Department of Education Requests Applications for CCAMPIS
The U.S. Department of Education is inviting applications for the Child Care Access Means Parents in School (CCAMPIS) program for Fiscal Year (FY) 2023. The CCAMPIS program supports the participation of low-income parents in postsecondary education by providing campus-based childcare services. For FY 2023, absolute priority will be given to applications that leverage local or institutional resources to provide childcare and applications that support a high number of low-income parents pursuing postsecondary education. The estimated availability of funds is $13.6 million, and the estimated number of awards is 27. To apply or learn more about the program, please view the Federal Register notice. The deadline for transmittal of applications is July 31, 2023.
NSF 101: Graduate and Postdoctoral Researcher Funding Opportunities
The National Science Foundation (NSF) recently posted a one-stop-shop of funding opportunities for graduate students and postdoctoral fellows and scholars.

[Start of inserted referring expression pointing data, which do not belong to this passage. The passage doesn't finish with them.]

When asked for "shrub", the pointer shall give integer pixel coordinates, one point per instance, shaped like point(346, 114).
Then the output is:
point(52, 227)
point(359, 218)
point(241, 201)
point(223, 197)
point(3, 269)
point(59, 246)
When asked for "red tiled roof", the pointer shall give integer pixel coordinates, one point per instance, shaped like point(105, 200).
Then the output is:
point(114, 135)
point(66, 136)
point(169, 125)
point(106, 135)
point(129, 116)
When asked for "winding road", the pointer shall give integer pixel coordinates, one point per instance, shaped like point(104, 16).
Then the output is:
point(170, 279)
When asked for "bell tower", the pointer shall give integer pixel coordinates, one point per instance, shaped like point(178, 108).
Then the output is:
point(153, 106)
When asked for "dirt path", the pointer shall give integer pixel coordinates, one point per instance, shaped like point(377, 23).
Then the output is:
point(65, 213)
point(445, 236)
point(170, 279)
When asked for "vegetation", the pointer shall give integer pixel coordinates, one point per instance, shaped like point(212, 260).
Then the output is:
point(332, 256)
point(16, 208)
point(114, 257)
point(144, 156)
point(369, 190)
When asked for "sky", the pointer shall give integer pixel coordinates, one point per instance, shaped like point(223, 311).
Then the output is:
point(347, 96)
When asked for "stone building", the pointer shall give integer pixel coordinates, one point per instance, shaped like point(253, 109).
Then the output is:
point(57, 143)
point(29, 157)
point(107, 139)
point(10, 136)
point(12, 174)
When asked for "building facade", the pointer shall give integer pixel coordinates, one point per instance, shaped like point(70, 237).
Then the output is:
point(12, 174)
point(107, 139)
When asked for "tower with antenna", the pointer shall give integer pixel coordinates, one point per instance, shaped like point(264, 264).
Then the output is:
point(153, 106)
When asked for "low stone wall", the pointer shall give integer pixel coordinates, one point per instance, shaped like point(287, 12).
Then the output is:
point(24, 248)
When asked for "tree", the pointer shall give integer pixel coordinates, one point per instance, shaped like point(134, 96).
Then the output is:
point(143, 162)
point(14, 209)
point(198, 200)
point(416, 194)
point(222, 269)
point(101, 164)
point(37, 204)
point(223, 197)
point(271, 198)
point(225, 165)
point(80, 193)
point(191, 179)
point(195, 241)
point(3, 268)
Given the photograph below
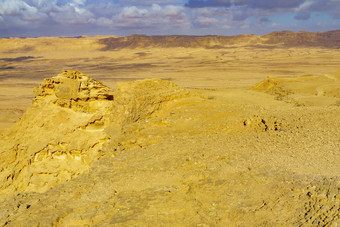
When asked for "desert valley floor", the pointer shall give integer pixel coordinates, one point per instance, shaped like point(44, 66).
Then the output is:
point(170, 130)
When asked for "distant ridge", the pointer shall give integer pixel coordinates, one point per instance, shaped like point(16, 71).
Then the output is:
point(329, 39)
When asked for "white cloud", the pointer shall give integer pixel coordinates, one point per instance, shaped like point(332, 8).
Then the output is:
point(206, 21)
point(103, 21)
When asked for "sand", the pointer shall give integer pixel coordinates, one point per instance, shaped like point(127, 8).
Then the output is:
point(249, 137)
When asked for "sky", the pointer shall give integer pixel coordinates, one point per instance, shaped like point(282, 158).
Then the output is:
point(34, 18)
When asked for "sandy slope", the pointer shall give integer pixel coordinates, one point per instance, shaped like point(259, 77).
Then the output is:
point(236, 149)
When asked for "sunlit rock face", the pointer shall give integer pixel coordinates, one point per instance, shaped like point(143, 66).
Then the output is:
point(73, 121)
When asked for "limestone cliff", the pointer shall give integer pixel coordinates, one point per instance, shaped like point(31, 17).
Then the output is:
point(73, 121)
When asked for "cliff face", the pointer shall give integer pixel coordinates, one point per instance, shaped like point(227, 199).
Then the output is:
point(329, 39)
point(73, 121)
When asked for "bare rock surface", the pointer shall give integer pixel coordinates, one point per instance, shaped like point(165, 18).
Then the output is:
point(152, 153)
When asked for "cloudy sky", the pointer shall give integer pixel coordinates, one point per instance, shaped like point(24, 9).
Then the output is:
point(163, 17)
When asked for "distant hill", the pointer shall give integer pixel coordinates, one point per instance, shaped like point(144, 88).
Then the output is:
point(329, 39)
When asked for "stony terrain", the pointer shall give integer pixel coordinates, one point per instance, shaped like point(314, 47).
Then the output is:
point(259, 151)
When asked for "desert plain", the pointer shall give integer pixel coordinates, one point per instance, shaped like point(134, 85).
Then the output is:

For graduate students, funding opportunities include the Graduate Research Fellowship Program, the Research Traineeship Program, Doctoral Dissertation Research Improvement Awards, and many other awards. Postdoctoral research fellowships are available across a variety of scientific disciplines, including Astronomy, Mathematical Sciences, Biology, and others. For Fiscal Year 2024, the Biden Administration proposes $11.3 billion for the National Science Foundation, which is an increase of $1.8 billion, or 19 percent above the FY23 enacted level of $9.5 billion. To view the list of funding opportunities for graduate students and postdoctoral researchers at NSF, please see the latest NSF 101 information guide.